Ah ! Ma femme préférée, la seule en fait, vient de se retourner. Elle m’effleure d’une main, la pose sur mon bras, me réchauffe. J’ai perdu le nœud de peinture et retrouvé les images qui défilent à nouveau devant mes yeux fermés. Souvenirs, émotions, succès, défaites, tout y passe, dans le désordre, et me vient l’envie de me gratter le bras sur lequel sa main repose. Délicatement, je lui prend le poignet, le pose sur l’oreiller, embrasse le bout de ses doigts et me tourne délicatement pour reprendre une position la plus neutre possible. Ne pas se gratter et encore moins se chatouiller ! Refaire le vide en soi est une gymnastique nocturne en vogue. Sentir le trou d’air qui passe dans sa gorge, pénètre les poumons, descend jusqu’au plexus, puis repart dans l’autre sens jusqu’à débarrasser la tête de ces fantomatiques impressions qui courent au fond du cerveau.

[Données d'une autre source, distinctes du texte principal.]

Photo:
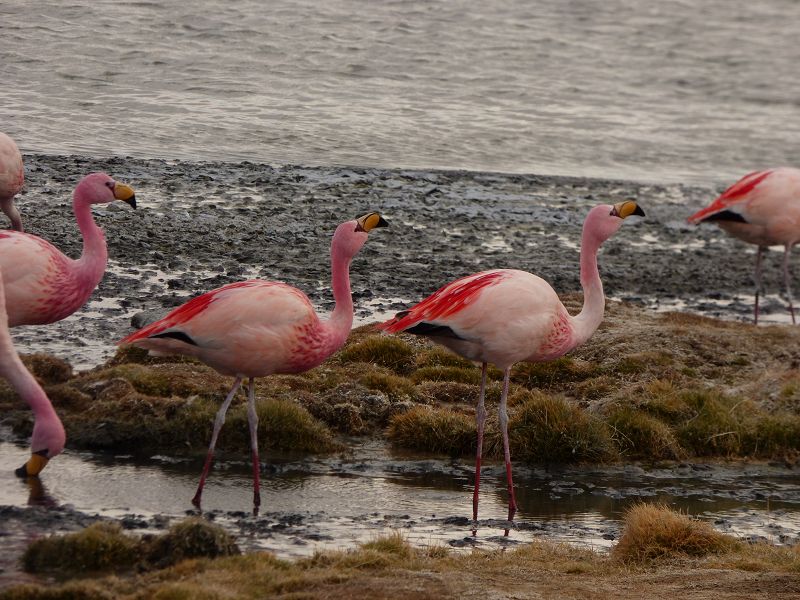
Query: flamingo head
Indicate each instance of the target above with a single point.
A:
(47, 441)
(99, 188)
(351, 235)
(604, 220)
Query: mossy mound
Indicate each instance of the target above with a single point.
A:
(653, 532)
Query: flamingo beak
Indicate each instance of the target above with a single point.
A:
(125, 193)
(627, 208)
(370, 221)
(34, 466)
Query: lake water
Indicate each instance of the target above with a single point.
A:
(666, 91)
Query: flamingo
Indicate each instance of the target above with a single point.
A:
(48, 433)
(255, 328)
(12, 177)
(505, 316)
(42, 285)
(762, 208)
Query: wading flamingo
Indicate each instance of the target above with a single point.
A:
(43, 285)
(12, 177)
(48, 434)
(505, 316)
(762, 208)
(256, 328)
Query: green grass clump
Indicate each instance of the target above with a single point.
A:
(190, 538)
(100, 547)
(713, 430)
(436, 356)
(653, 531)
(434, 430)
(640, 435)
(386, 351)
(469, 375)
(549, 429)
(394, 386)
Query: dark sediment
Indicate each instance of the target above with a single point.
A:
(202, 225)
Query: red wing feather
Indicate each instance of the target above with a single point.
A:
(444, 302)
(185, 312)
(735, 193)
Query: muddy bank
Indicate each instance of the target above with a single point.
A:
(202, 225)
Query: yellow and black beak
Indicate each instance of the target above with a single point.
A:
(34, 466)
(370, 221)
(626, 208)
(125, 193)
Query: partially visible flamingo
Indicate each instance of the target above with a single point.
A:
(12, 177)
(762, 208)
(256, 328)
(42, 285)
(48, 433)
(505, 316)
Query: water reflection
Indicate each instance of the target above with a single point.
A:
(312, 503)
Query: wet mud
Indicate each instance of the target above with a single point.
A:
(202, 225)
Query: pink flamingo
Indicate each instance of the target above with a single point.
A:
(48, 433)
(42, 284)
(762, 208)
(505, 316)
(12, 177)
(256, 328)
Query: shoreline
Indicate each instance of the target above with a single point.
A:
(202, 225)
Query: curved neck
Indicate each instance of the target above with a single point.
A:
(594, 302)
(92, 263)
(341, 319)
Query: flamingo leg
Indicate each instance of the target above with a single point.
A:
(220, 419)
(252, 421)
(480, 418)
(759, 254)
(512, 501)
(787, 279)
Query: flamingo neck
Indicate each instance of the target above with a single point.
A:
(585, 323)
(341, 319)
(92, 263)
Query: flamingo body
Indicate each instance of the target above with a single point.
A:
(12, 178)
(255, 328)
(252, 328)
(505, 316)
(762, 208)
(43, 285)
(526, 321)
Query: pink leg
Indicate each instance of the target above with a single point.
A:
(480, 418)
(217, 426)
(512, 501)
(252, 420)
(787, 279)
(758, 281)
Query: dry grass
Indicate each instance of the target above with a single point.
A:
(652, 532)
(388, 567)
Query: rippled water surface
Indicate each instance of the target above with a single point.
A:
(673, 90)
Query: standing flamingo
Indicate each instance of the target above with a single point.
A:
(43, 285)
(48, 433)
(762, 208)
(12, 177)
(505, 316)
(256, 328)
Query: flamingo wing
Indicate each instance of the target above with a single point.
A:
(728, 206)
(430, 317)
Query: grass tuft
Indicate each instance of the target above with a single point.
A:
(100, 547)
(653, 531)
(548, 429)
(434, 430)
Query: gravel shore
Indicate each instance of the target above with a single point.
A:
(202, 225)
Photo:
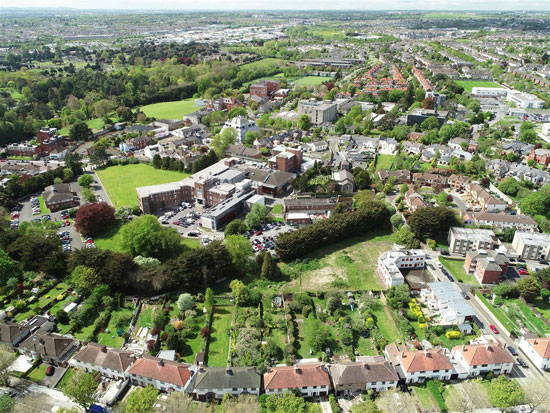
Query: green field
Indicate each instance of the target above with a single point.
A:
(121, 182)
(469, 84)
(310, 80)
(170, 110)
(384, 161)
(263, 63)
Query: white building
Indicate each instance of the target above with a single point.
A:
(538, 351)
(483, 358)
(525, 100)
(242, 126)
(390, 263)
(532, 245)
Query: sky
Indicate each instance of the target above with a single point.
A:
(492, 5)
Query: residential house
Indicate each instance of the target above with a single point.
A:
(419, 366)
(13, 334)
(531, 245)
(487, 266)
(481, 359)
(310, 379)
(51, 348)
(447, 300)
(164, 375)
(215, 382)
(110, 362)
(502, 221)
(465, 239)
(538, 351)
(371, 373)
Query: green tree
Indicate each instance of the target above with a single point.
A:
(304, 123)
(241, 252)
(82, 389)
(85, 181)
(145, 236)
(529, 288)
(141, 400)
(240, 292)
(505, 393)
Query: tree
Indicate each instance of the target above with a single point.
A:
(365, 407)
(141, 400)
(268, 267)
(240, 292)
(7, 357)
(241, 252)
(85, 279)
(505, 393)
(529, 288)
(304, 123)
(509, 186)
(82, 389)
(85, 181)
(80, 131)
(221, 141)
(145, 236)
(185, 302)
(235, 227)
(93, 219)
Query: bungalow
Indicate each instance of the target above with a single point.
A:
(310, 379)
(483, 358)
(419, 366)
(162, 374)
(110, 362)
(50, 347)
(13, 334)
(370, 373)
(215, 382)
(538, 351)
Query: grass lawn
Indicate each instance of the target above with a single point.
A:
(263, 63)
(469, 84)
(43, 209)
(346, 264)
(219, 337)
(384, 161)
(121, 182)
(65, 379)
(170, 110)
(38, 373)
(456, 268)
(310, 80)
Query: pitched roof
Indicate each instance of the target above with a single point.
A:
(291, 377)
(541, 346)
(361, 372)
(211, 378)
(106, 357)
(429, 360)
(484, 354)
(159, 369)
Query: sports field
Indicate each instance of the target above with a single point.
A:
(121, 182)
(170, 110)
(469, 84)
(310, 80)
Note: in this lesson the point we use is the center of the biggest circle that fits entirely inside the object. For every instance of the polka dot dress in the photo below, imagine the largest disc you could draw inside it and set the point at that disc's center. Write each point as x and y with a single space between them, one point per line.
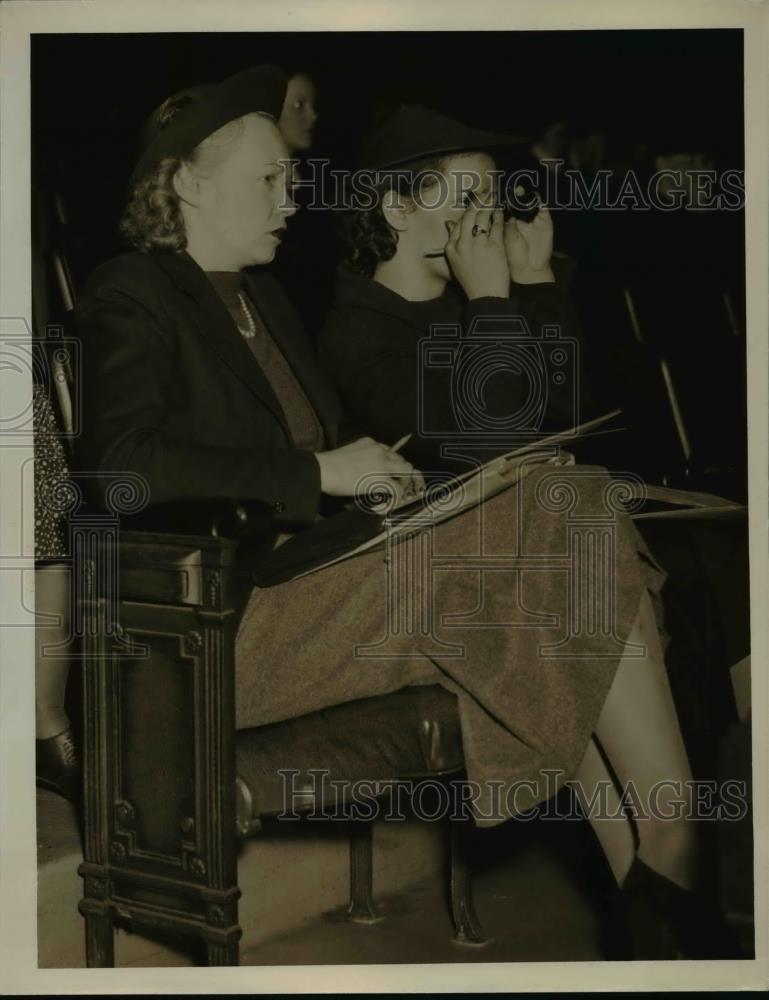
50 473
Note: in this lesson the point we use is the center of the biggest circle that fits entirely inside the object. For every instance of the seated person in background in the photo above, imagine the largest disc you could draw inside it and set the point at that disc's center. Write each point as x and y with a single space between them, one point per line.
197 378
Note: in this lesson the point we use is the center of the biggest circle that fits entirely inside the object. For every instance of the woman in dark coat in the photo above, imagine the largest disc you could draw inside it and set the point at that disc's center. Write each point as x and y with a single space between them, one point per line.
197 379
439 304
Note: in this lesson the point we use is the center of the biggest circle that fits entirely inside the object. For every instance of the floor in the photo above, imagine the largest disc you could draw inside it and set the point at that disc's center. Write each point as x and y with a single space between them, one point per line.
529 906
542 893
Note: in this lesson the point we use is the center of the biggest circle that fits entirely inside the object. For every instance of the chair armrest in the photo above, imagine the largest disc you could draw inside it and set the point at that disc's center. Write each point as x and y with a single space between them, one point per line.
235 519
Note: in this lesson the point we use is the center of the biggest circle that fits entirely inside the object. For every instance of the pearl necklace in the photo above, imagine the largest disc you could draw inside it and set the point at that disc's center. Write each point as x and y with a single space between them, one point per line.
250 332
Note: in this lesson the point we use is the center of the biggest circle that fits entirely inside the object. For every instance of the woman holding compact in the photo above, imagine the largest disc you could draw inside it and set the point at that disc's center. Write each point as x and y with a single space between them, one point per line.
197 377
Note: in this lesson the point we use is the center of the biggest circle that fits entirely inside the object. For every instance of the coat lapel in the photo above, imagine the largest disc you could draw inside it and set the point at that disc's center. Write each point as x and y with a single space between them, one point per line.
214 323
284 325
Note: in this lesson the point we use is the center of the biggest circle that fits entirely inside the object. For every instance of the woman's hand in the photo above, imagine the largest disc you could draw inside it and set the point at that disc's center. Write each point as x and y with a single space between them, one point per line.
476 253
529 246
344 470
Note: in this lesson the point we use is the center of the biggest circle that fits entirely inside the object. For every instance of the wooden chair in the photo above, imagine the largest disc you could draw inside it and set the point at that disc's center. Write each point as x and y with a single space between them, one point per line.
170 786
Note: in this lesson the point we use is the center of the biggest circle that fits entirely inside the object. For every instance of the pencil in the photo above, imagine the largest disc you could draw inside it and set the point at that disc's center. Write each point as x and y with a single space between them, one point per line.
399 444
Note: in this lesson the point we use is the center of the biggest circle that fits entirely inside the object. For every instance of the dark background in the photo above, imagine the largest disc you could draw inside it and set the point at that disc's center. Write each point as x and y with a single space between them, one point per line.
645 92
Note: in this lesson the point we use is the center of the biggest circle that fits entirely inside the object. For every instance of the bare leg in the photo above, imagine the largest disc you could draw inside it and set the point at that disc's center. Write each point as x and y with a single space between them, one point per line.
51 601
639 732
612 828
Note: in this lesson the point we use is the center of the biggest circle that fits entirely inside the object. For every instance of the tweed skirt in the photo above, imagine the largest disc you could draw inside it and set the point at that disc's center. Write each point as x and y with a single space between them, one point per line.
521 606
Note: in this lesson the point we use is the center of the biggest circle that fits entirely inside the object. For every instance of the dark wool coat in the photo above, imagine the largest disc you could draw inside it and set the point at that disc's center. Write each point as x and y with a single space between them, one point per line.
171 390
373 346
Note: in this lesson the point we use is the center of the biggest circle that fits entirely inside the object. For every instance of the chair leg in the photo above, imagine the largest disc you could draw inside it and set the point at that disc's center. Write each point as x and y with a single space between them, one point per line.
467 927
361 908
99 940
224 953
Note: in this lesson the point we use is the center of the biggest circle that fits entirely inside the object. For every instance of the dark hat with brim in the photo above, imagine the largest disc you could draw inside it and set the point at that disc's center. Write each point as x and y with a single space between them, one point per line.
413 132
189 117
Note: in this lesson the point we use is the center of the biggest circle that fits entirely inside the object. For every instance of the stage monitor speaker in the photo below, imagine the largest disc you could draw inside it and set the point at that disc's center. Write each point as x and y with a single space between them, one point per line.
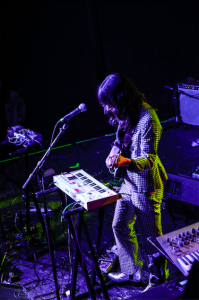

Dieu, qu’il fait chaud ! me dis-je tout à coup. Une rosée envahit l’espace de chair délicate entre la lèvre supérieure et le bas du nez. Oui, c’est vrai, il fait chaud ! Je découvre mes épaules en tirant vers le bas la couette et me donne une impression de bain de mer lorsque vous soulevez la dernière vague mourante de mousse blanche. Brrrr ! Non, recouvre-toi, me dis-je. Et la mécanique repart, le ressort tendu, souvenirs, émotions, succès, défaites, et bien d’autres choses encore. L’oscillateur marque des hauts et des bas, la machine est toujours vivante et incontrôlable. Un quart d’heure plus tard, je me bats toujours avec la couette, tantôt trop descendue, tantôt trop englobante. Mais l’intérieur des yeux commence à fatiguer. Oui, c’est bien l’intérieur puisqu’ils sont fermés. Mais il y a une sorte de deuxième voile qui s’installe progressivement, comme un brouillard familier qui envahit l’écran de cinéma d’une laiteuse fantaisie. Pourtant un chatouillement intempestif me contraint à passer le coude sur les côtes sans cependant gratter cette partie du corps, sensible en période nocturne. Ah… Je ne peux résister. Avec l’autre main, je sors des ongles vengeurs et, ostensiblement, me gratte le lieu des supplices. Cela fait du bien ! Aussi, en un instant, je sombre dans l’étoupe du sommeil, en un lieu sans temps qui me prend dans ses bras jusqu’au lendemain matin.

Oui, c’est vrai... ça chatouille ou ça grattouille, et même, parfois, ça papouille.

22/03/2014

La nuit en deux temps

Elle s’est levée au milieu de la nuit, réveillée parce que repue de sommeil. Elle est descendue à la cuisine, s’est fait un thé, est remontée, s’est laissée aller à la poésie. Quand tout fut fini, elle se tourne vers le lit où l’attend son autre moitié, celui qui donne au monde une autre chaleur, pleine de force et de paix.

Qu’il est bon de se laisser prendre dans ses bras et de refermer la vie dans ses filets. Elle se couche subrepticement, soulevant la couette d’une main agile, prenant garde à ne pas déplacer d’air. Il fait froid, ses cuisses découvertes recherchent le corps chaud. Encore un peu. La voici dans la bulle qui se forme et l’englobe de sa somnolence. Appuyée sur son épaule, elle entre dans son odeur personnelle et se laisse aller à la torpeur de ce miel chaleureux. La main gentiment se laisse aller dans le creux de la hanche, là où la courbe se fait plus tendre et creuse.

Elle caresse cette peau connue, aimée, jusqu’au moment où le sommeil s’empare d’elle. Sa main, inerte, l’a réveillé. Il se laisse bercer par la caresse, puis se rendort également. Ils se rencontrent dans leur rêve et se sourient.

Le lendemain, en ouvrant les yeux, ils lisent dans la page ouverte de l’autre l’amour qui les tient endormis, sûrs d’eux et de leur bonheur.